TPU-MLIR Introduction
=====================

TPU-MLIR is the Tensor Computing Processor compiler project for Depp Learning processors. This project provides a complete toolchain, which can convert pre-trained neural networks under different frameworks into binary files ``bmodel`` that can be efficiently run on tensor computing processors.
The code has been open-sourced to github: https://github.com/sophgo/tpu-mlir .

The overall architecture of TPU-MLIR is shown in the figure (:ref:`framework`).

.. _framework:
.. figure:: ../assets/framework.png
   :height: 9.5cm
   :align: center

   TPU-MLIR overall architecture


The current directly supported frameworks are pytorch, onnx, tflite and caffe. Models from other frameworks need to be converted to onnx models. The method of converting models from other frameworks to onnx can be found on the onnx official website:
https://github.com/onnx/tutorials.


To convert a model, firstly you need to execute it in the specified docker.

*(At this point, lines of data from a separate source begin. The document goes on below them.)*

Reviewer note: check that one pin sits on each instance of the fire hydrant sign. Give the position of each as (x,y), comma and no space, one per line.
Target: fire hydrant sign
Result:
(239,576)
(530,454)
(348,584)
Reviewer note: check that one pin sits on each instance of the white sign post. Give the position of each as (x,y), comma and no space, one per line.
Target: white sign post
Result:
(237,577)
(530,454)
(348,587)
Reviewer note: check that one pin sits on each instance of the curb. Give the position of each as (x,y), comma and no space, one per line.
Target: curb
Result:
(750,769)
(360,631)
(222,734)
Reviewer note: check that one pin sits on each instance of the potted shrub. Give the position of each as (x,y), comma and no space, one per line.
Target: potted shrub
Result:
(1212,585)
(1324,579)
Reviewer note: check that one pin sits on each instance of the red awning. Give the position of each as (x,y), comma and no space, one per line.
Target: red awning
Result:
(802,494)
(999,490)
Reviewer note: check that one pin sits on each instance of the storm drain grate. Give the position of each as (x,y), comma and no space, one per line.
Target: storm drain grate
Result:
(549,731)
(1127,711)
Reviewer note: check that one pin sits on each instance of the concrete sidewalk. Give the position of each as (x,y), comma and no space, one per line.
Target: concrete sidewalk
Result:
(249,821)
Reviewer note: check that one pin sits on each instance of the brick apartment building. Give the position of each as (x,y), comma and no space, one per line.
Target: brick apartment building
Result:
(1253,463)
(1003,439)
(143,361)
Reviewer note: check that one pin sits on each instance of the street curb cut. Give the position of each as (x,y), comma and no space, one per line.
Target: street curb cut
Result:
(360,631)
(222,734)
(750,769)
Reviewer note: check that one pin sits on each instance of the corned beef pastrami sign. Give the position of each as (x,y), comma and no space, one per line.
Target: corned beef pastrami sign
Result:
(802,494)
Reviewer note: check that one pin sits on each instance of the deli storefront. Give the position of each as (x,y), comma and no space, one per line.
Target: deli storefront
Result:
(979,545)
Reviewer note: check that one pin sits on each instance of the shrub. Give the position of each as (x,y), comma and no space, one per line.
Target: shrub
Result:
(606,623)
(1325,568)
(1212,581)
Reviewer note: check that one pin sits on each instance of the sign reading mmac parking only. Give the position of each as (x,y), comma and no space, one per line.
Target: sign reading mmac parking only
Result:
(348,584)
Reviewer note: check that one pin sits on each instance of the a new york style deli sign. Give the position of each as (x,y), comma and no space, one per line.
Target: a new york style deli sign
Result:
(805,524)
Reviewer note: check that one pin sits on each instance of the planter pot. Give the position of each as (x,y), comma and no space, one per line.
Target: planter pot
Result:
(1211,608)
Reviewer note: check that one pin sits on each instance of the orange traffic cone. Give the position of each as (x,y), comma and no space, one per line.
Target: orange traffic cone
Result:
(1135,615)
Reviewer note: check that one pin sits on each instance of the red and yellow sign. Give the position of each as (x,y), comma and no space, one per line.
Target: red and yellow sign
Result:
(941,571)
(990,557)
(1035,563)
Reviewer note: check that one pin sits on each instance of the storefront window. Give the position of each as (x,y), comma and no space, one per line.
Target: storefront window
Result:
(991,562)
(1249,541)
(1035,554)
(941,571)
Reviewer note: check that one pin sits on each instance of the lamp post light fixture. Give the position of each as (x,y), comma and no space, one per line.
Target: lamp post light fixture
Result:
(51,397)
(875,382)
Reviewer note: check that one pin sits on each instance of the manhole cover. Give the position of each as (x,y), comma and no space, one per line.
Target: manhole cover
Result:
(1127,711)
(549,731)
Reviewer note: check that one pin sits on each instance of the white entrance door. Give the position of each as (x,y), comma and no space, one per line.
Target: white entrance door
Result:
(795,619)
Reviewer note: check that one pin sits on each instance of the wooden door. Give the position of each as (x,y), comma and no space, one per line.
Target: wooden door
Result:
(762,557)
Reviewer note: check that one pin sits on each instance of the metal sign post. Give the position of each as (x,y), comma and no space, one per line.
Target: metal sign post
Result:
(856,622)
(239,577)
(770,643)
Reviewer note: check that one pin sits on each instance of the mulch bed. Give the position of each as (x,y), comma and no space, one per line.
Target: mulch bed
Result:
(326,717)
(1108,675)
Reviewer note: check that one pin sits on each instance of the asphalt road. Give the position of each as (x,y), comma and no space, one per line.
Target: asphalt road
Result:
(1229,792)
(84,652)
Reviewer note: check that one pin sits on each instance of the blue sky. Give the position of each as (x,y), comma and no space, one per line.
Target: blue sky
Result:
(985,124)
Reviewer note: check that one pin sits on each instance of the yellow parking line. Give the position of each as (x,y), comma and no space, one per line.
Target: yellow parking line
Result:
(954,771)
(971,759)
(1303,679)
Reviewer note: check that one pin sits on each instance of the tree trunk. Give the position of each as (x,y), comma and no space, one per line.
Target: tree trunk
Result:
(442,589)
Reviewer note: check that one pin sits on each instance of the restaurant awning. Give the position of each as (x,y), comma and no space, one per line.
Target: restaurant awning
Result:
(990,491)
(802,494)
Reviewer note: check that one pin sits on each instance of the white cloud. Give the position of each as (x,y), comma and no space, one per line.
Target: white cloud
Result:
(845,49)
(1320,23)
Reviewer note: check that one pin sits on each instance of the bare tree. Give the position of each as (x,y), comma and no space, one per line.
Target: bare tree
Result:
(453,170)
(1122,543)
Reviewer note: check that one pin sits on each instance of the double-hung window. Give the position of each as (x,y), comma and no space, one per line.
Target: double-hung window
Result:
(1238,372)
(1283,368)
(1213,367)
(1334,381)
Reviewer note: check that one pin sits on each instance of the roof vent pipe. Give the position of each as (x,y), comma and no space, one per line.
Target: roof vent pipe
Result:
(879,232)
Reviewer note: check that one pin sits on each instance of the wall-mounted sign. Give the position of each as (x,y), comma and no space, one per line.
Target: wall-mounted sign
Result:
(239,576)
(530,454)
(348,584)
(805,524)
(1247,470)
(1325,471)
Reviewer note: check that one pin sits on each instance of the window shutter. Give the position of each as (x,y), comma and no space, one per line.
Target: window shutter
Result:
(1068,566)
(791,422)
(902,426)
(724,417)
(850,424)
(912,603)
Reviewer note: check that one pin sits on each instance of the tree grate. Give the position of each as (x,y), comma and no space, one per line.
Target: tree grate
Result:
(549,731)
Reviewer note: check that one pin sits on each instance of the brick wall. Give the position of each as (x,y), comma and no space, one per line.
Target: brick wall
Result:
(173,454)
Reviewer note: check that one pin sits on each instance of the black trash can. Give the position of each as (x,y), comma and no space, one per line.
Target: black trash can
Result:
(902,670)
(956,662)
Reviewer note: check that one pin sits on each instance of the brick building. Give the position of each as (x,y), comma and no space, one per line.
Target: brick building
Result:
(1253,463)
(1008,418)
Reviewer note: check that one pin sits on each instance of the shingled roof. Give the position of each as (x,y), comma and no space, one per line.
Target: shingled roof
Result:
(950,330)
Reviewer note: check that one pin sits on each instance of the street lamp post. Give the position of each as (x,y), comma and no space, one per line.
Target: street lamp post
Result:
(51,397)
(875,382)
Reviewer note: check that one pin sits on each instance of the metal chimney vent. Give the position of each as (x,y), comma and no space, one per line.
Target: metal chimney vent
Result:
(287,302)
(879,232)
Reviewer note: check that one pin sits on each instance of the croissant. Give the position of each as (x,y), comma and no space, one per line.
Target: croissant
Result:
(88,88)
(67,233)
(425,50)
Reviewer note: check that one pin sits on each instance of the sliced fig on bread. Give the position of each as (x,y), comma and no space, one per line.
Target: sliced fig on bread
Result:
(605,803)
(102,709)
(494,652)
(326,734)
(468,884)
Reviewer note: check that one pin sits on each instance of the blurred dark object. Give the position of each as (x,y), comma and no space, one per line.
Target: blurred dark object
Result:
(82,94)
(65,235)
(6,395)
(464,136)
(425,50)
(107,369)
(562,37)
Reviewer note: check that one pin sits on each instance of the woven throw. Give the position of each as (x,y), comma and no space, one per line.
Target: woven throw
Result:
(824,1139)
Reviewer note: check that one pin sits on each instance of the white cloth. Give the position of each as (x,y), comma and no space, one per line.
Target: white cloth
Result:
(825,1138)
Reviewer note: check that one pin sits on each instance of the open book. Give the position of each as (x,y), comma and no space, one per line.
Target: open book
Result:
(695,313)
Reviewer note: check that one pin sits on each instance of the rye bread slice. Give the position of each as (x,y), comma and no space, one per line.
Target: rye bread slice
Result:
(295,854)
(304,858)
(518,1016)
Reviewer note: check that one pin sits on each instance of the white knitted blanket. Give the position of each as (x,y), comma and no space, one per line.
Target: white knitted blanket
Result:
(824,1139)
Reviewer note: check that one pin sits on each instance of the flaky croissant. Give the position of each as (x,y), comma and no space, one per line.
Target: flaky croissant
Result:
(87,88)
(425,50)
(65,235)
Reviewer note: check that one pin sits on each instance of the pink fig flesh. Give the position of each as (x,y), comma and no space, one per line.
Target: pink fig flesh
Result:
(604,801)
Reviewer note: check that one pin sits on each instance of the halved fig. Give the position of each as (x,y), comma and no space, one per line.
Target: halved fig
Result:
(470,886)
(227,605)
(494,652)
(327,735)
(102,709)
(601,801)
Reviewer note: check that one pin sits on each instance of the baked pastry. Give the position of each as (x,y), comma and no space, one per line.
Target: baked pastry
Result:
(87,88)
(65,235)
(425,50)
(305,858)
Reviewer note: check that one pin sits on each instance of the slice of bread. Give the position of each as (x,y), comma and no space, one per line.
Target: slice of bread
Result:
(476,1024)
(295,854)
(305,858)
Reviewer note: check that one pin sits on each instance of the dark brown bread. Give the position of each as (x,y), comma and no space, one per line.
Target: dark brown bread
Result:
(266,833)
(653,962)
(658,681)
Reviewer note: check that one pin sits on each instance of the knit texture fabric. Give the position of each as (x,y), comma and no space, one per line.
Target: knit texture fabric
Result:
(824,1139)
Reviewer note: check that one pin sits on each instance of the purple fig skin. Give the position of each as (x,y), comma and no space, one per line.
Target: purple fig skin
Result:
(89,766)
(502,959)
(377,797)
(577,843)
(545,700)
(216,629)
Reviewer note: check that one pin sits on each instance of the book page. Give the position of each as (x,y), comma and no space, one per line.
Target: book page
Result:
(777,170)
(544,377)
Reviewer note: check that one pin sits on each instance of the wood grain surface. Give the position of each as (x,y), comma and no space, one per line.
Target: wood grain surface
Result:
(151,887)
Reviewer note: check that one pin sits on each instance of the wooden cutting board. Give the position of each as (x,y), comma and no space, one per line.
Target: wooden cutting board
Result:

With the required environment, conversion work can be done in two steps, converting the original model to mlir file by ``model_transform`` and converting the mlir file to bmodel/cvimodel by ``model_deploy``. To obtain an INT8 model, you need to call ``run_calibration`` to generate a quantization table and pass it to ``model_deploy``. This article mainly introduces the process of this model conversion.